I guess I'm confused as to your use of the switch. Why not get a 4x2 and do all HDMI or at the very least, put all HDMI to the projector and Component to the Gym.... OR follow up, if your Blu-Ray has two outs, why do you need a switch, why not a active splitter for the DTV receiver.

http://www.monoprice.com/products/p...=10113&cs_id=1011301&p_id=6192&seq=1&format=2

I've probably missed something


----------



## hehateme (Jan 27, 2008)

I have never used a HDMI switch or a splitter before. I am not sure how well they work.
I was concerned about the picture quality on my projector so I was trying to not introduce any switches between the equipment and the projector.

I ran 2 HDMI and 3 cat6 and smurf tube between media closet to projector.

I ran 1 HDMI and 3 cat 6's to the gym so sending component to the Gym TV is not an option.

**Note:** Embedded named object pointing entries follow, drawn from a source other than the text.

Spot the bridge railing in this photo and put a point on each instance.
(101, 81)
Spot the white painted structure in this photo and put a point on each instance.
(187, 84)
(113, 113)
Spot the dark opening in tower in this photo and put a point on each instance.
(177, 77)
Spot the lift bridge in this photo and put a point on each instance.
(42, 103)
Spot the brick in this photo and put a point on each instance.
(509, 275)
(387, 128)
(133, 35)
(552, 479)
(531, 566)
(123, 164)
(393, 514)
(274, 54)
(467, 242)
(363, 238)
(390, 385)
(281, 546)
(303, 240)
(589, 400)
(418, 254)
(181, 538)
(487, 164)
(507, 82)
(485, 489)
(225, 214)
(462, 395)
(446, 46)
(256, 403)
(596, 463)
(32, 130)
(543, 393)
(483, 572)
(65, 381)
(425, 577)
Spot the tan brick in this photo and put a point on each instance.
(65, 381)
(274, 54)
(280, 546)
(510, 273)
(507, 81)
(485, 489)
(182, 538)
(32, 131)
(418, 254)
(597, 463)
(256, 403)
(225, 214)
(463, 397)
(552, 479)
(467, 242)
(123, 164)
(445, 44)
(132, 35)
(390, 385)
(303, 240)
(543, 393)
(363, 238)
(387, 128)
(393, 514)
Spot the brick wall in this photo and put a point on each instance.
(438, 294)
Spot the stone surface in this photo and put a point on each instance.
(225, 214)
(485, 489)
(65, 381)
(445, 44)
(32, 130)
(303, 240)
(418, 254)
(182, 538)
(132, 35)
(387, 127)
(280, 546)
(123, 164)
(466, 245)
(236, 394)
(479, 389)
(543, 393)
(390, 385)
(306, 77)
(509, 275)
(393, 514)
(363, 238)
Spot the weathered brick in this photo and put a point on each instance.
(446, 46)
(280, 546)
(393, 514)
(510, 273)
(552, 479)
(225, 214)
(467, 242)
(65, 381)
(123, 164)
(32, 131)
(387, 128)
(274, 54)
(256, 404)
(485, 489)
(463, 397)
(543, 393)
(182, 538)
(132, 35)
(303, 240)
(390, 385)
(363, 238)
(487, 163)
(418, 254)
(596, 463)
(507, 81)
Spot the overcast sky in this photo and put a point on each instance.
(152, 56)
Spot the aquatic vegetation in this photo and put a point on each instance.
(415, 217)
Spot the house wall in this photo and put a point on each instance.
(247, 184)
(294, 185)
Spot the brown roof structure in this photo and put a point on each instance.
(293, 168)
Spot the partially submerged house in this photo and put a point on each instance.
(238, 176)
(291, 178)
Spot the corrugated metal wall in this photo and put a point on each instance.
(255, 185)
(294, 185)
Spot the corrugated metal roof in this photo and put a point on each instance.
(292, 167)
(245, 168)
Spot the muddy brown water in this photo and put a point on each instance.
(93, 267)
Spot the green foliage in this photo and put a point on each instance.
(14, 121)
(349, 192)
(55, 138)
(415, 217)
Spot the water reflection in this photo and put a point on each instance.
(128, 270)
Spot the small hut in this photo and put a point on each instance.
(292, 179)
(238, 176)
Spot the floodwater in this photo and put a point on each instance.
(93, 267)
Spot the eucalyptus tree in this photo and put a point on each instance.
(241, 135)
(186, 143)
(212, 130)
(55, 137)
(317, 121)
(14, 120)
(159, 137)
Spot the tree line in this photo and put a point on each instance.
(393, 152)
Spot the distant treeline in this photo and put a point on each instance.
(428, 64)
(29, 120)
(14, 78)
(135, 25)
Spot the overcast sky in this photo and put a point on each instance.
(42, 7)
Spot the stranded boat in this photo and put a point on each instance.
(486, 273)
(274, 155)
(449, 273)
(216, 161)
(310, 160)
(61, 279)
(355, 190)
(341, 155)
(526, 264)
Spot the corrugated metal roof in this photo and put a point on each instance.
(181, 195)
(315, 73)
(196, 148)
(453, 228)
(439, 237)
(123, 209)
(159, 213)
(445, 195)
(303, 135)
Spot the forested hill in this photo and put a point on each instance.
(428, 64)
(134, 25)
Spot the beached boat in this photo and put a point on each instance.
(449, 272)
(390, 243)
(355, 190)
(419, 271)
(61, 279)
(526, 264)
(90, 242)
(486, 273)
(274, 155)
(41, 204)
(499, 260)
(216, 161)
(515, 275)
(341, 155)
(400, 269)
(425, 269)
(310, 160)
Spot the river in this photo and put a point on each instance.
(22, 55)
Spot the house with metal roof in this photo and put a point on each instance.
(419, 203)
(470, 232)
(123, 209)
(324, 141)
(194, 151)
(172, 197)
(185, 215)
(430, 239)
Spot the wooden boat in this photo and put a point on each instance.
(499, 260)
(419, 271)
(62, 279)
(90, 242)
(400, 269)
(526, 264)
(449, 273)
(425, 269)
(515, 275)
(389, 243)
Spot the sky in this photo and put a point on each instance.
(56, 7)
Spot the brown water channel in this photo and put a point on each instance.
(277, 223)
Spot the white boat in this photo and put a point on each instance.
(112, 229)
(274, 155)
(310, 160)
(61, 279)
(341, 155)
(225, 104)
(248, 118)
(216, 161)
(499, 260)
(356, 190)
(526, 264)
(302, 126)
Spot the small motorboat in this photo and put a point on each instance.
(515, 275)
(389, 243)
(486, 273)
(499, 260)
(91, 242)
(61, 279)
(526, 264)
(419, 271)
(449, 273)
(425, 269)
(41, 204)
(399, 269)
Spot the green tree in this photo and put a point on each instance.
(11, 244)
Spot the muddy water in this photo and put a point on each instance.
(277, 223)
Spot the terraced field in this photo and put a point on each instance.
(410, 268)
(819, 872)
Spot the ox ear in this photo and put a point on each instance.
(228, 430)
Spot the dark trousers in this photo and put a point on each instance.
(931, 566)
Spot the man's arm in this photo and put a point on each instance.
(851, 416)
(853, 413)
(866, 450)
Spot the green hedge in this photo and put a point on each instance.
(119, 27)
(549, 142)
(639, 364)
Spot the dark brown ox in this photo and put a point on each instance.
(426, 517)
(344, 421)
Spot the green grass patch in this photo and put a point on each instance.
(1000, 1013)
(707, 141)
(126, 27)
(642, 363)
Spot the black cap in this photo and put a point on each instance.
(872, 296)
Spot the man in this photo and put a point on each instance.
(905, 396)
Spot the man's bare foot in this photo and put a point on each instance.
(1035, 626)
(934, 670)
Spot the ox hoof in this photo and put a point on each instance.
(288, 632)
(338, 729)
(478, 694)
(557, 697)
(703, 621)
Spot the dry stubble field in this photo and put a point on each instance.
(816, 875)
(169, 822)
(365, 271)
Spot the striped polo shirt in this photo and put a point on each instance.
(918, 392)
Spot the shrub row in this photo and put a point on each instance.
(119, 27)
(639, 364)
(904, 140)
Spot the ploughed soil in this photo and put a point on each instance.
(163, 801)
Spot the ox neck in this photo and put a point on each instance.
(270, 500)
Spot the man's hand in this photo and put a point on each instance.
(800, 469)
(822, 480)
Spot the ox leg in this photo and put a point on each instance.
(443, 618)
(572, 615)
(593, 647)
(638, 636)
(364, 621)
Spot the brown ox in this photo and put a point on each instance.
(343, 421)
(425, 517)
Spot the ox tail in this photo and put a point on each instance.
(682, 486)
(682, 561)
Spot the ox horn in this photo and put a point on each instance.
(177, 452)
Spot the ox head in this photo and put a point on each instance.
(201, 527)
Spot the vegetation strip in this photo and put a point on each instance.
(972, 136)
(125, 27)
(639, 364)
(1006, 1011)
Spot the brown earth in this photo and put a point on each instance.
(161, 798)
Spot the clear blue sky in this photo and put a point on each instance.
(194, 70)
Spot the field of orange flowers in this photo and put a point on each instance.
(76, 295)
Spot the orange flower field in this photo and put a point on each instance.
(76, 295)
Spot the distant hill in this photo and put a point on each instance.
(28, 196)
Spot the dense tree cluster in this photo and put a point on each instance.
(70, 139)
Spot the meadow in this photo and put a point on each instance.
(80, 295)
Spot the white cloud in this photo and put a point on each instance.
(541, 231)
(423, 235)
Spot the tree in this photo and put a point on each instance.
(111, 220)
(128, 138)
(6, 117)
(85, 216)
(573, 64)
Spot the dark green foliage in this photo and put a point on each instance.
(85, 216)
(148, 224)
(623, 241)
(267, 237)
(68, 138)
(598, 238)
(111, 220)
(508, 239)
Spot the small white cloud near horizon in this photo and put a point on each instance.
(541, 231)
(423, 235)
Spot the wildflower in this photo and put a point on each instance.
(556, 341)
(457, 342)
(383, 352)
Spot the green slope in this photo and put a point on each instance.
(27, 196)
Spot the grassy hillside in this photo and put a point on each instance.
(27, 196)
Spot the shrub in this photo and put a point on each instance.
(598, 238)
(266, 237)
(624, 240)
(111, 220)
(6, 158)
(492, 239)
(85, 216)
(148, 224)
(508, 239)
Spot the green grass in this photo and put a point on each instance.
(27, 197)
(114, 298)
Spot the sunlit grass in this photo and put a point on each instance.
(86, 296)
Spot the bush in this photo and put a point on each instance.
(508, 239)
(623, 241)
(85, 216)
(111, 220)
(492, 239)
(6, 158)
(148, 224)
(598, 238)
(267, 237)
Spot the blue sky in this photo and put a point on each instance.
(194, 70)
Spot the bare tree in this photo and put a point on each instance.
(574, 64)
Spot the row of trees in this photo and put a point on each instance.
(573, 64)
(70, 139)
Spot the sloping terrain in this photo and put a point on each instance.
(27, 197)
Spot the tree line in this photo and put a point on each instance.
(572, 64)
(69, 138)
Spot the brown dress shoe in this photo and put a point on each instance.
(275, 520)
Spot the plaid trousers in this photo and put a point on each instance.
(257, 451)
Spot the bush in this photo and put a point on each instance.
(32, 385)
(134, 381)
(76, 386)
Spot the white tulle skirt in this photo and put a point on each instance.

Switch is required because that is the only way I can send BluRay and Sat signal to Gym TV on one HDMI.

I will watch more TV on the Gym TV than the projector.


I can do 4x2 HDMI switch and this will help me in taking out the component cables from my setup.

Panny and Satelite HDMI outs into the 4x2 matrix.
One HDMI output of matrix will go to the receiver
One HDMI output of matrix will go to the gym TV.

monoprice has good return policy so I can try matrix first to see how well it works.
Let me know if this makes sense or if I am missing something obvious.


----------



## terron (Oct 11, 2008)

On the subject; has anyone every used an active splitter and within the next few months lost posts HDMI1-3. The splitter was purchased at the same time as the TV so I think the problem was a faulty TV. Vizio came out and replaced the input board but now am a bit skiddish to reinstall the splitter so the kitchen TV can watch whatever is going on in the livingroom.


----------



## RACJ2 (Aug 2, 2008)

I recommend you save money and go with a powered splitter. I've used a powered HDMI splitter for 2 of my flat screens for about a year and love it. It saves $72/yr in recurring cost for an additional HD Receiver or DVR.

My remote setup goes through cat6 using these HDMI wall plate/adapters [link], not a straight HDMI run. So its a bit different then what you will have, but the splitter concept is the same. I originally purchased this splitter [link] from Monoprice and had no sound on the remote run. I replaced it with this splitter [link] and it works great. I purchased mine from CompUSA/TigerDirect, but they are out of them. I can run both TV's simultaneously and have excellent picture and sound quality on both.


----------



## Altcool (Jun 11, 2007)

http://www.monoprice.com/products/p...d=1011301&p_id=7522&seq=1&format=1#largeimage

I have used this for 2+ years works great 6ft hdmi on input and two 50ft hdmi on output no drop outs.


----------